OTTAWA — A spate of public opinion surveys this autumn has prompted the usual end-of-year parsing of political fortunes and chin-stroking prognostications about a federal election that may still be 10 months in the future.
Stephen Harper’s Conservatives are up. Justin Trudeau’s Liberals are down. Tom Mulcair’s New Democrats are out of it.
In fact, a look at months of results from six different pollsters suggests Trudeau’s Liberals remain imperviously buoyant, Harper’s Tories have seen only marginal gains despite a number of issues breaking their way, and NDP fortunes are stalled, notwithstanding Mulcair’s widely lauded parliamentary performance.
In the past week alone, national polls from recognized opinion surveyors have placed Liberal support as high as 41 per cent (Forum Research) and as low as 32 per cent (EKOS), Conservative support from 33 to 31 per cent and NDP support at 19 (Leger), 20 (Forum) and 17 per cent (EKOS).
Back in September, before an event-packed fall that supposedly moved the public opinion dial, Liberals polled as high as 38 per cent (Abacus and Ipsos Reid), Conservatives were between 30 and 31 per cent and New Democrats between 21 and 23.
ThreeHundredEight.com, which aggregates political polling, says the average of all public polls put Liberal support last week at 36 per cent, Conservatives at 32 and the NDP at 20. In September, those averages were 38-30-22.
“It’s important not to make too much of relatively small movements in the polls,” says Paul Adams, a former parliamentary reporter and pollster who now teaches journalism at Carleton University in Ottawa.
Nonetheless, Adams says by looking across the various polls conducted since the summer, “the race looks significantly tighter than it has.”
It’s always easy to construct a narrative around why that might be, he added — but pundits and pollsters should be careful with such storylines.
The narrative building in Ottawa is that the Conservatives pulled out of a long malaise in October, spurred by Prime Minister Stephen Harper’s tough words for Russia’s Vladimir Putin in Ukraine, his decision to send fighter jets to Iraq and the shocking terror attacks on Canadian soil.
Toss in some positive economic numbers and a suite of family-oriented, voter-friendly tax measures and it becomes clear the prime minister spent much of the fall political season playing the game his way, on familiar home soil.
“Mr.
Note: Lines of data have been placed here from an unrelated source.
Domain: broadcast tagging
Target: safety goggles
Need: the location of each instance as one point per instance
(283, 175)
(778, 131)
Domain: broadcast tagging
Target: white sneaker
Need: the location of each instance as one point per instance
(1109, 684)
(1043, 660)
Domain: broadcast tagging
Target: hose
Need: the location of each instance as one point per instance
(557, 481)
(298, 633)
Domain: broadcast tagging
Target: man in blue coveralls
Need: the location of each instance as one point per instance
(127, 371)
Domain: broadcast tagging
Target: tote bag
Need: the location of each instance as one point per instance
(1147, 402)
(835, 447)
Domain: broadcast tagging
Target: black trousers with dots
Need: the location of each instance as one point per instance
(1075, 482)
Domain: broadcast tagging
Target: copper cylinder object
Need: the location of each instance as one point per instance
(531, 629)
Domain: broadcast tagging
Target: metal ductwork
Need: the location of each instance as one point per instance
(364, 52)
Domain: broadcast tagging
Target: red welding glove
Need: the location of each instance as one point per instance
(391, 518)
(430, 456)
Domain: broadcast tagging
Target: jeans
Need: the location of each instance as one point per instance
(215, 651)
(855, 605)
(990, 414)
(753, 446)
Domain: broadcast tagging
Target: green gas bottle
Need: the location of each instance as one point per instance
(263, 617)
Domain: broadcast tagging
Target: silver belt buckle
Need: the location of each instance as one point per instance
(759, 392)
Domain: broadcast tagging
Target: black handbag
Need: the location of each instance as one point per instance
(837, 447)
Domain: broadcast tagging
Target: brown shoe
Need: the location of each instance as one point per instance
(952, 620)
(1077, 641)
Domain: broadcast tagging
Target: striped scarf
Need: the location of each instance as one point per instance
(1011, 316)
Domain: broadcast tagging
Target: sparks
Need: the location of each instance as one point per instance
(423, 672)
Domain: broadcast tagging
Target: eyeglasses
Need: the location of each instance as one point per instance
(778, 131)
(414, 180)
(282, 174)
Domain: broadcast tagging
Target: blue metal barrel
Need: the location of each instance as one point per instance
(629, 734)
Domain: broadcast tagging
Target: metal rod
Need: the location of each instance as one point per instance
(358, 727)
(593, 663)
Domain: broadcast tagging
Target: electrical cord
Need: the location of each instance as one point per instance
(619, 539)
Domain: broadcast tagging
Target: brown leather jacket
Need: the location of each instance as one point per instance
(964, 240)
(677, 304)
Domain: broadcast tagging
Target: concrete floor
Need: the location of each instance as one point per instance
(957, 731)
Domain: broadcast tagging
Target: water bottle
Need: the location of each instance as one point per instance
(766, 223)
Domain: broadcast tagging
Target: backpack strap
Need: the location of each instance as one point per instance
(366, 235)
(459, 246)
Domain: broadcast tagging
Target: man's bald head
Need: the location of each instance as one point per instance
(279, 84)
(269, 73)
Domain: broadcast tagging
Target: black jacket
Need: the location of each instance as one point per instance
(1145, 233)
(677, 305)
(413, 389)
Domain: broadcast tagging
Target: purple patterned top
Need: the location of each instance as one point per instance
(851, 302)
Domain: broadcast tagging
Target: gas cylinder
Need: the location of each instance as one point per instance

Harper has his mojo back,” National Post columnist John Ivison wrote on Dec. 3.
The corollary is that Trudeau’s Liberals finally started to come down off their extended sugar high, a result of the contrast between Harper’s international statesmanship and Trudeau’s inability to articulate a clear argument on military involvement in the Middle East.
Both the Liberals and the NDP, meanwhile, were sideswiped by bombshell allegations of serious personal misconduct from two NDP members that led to the suspension of Liberal MPs Massimo Pacetti and Scott Andrews.
The narrative offers a neat story that fits many observable realities and biases alike, but finding corroboration in the polling results is elusive.
“The poll information that we have in the public domain does not speak to that level of granularity,” said Adams.
“The pollsters who weave these grand narratives — it’s Trudeau’s mishandling of the sexual assault or it’s ISIS or whatever — in most cases the pollsters themselves don’t have granular enough soundings of public opinion to be making those judgments.”
Tom Flanagan, the University of Calgary political science professor and former right-hand man to Prime Minister Stephen Harper, says it’s not just the public and pollsters who are searching for answers.
“The parties won’t have any polls showing anything different,” he said in an interview. “I never saw any internal polls that had any magical insight.”
Canadian political parties, said Flanagan, simply don’t have the resources to conduct routinely the kind of massive surveys — samples of 10,000-plus respondents — that can pinpoint specific, number-moving issues and their demographics.
That will change in the immediate run-up to an election, when parties will poll heavily in order to lay out an advertising strategy and finalize their platforms.
“But in general, people in the parties have the same kind of information you have as an outsider,” said the former Conservative insider.
“You can take the obvious from the trend in the polls. I think it’s valid — for the time being — that the Conservatives have rebounded somewhat. They haven’t caught up to the Liberals, but they’ve narrowed the gap.”
Adams, the former journalist and pollster, and Flanagan, the former political operative, agree on another point about this year’s polling.
“It’s a reminder that a minority (government) is the likeliest case out of the next election, rather than a majority,” said Adams.
Flanagan said it’s possible to see a path to a Liberal or Conservative majority, but a minority appears more likely.
“Considering that the difference between getting 35 per cent of the vote and 40 per cent of the vote is the difference between a majority and a minority government — and the difference between getting 30 and 35 is the difference between losing and maybe squeezing through with a minority — well, five-point differences like that are getting pretty close to the margin of error in most polls,” said Flanagan.
“We just can’t expect more than polls can deliver.”